E ben due terzi sono decreti legge.
Si tratta della percentuale più alta dall'esecutivo Letta in poi: con quest'ultimo la quota "decreti" nell'insieme delle leggi approvate era il 50%nei primi sei mesi, il 30% con il Governo Renzi e il 16% con quello Gentiloni.
Insomma, con il premier Conte il decreto, che nasce come strumento legislativo del Governo per i casi di necessità e urgenza, assume un ruolo predominante e contribuisce al forte ridimensionamento delle prerogative del Parlamento.
Anzi, in questa legislatura Palazzo Madama e Montecitorio risultano ancora meno influenti, se si va a guardare la quota di emendamenti di iniziativa parlamentare poi approvati in sede di conversione dei decreti. In un contesto in cui il potere legislativo si accentra nelle mani del Governo, gli emendamenti di origine parlamentare risultano essere forse l'unico margine d'azione degli eletti di influire nel processo di produzione normativa.
Ebbene, nei primi sei mesi la media è di 44 emendamenti approvati per provvedimento, contro una media di circa 128 emendamenti parlamentari approvati durante l'esecutivo Letta: quasi tre volte in meno, un dato che riduce e sminuisce il ruolo di Camera e Senato.
Il trend non cambia se si analizza a che punto sono le proposte di legge di deputati e senatori (circa 2200).
Si legge nel report: "Nel primo semestre della scorsa legislatura delle oltre 2.000 proposte legislative di deputati e senatori, il 14,88% erano già in corso di esame in commissione.

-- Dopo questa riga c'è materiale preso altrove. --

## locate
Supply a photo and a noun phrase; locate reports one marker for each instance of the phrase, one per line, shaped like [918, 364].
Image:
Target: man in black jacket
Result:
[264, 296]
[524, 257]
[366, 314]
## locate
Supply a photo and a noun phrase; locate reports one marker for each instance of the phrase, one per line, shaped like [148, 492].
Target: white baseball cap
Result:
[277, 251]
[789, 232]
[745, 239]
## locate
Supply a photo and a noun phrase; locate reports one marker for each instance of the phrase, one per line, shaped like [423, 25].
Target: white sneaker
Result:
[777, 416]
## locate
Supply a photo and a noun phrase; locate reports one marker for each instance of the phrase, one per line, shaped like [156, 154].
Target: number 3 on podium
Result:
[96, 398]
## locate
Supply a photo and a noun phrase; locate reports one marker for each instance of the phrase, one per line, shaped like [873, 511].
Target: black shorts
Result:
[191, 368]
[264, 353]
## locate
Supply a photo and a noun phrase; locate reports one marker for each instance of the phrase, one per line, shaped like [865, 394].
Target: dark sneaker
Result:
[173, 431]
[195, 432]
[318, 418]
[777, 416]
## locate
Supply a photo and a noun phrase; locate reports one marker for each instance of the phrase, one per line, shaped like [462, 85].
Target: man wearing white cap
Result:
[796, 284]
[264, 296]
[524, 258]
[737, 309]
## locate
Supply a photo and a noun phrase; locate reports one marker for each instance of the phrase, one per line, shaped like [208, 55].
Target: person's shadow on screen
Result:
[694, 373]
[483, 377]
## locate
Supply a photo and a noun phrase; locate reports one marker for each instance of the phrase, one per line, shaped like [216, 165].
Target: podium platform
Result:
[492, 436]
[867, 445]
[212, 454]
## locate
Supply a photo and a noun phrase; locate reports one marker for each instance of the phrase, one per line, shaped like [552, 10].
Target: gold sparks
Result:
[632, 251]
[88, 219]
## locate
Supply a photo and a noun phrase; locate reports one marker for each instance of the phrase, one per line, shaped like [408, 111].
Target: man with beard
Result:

Durante i primi 6 mesi del governo Conte la percentuale di disegni di legge di iniziativa parlamentare che hanno avviato il proprio iter in commissione è ferma al 5,04%".
Vuol dire che circa il 95% delle proposte parlamentari sono ferme. Non solo: nel primo semestre della scorsa legislatura l'80% delle pdl era stato assegnato alla Commissione parlamentare di competenza, mentre oggi solo il 59% lo è.
Con un Governo che spesso e ben volentieri sostituisce il Parlamento nella produzione delle leggi, la trasparenza dovrebbe quindi essere ancora più ricercata e assicurata, dal momento che il ricorso alla decretazione d'urgenza accorcia di molto i tempi per l'esame (e il controllo) dei provvedimenti.
E invece l'esecutivo Conte, anche sotto questo profilo, delude: passano in media otto giorni dalla deliberazione delle leggi in Consiglio dei ministri alla loro effettiva pubblicazione (e quindi entrata in vigore) in Gazzetta Ufficiale.
Giorni in cui non si sa materialmente come sono scritti i provvedimenti.
Con il Governo Letta la media era invece di 4 giorni.
Per dire: il Decreto Dignità è stato presentato il 3 luglio 2018 e pubblicato solo il 13 luglio; il Decreto Genova ufficializzato il 13 settembre è misteriosamente apparso in Gazzetta solo il 28.
Non certo un motivo di vanto per chi ha fatto della trasparenza il suo faro e poi si stupisce delle manine.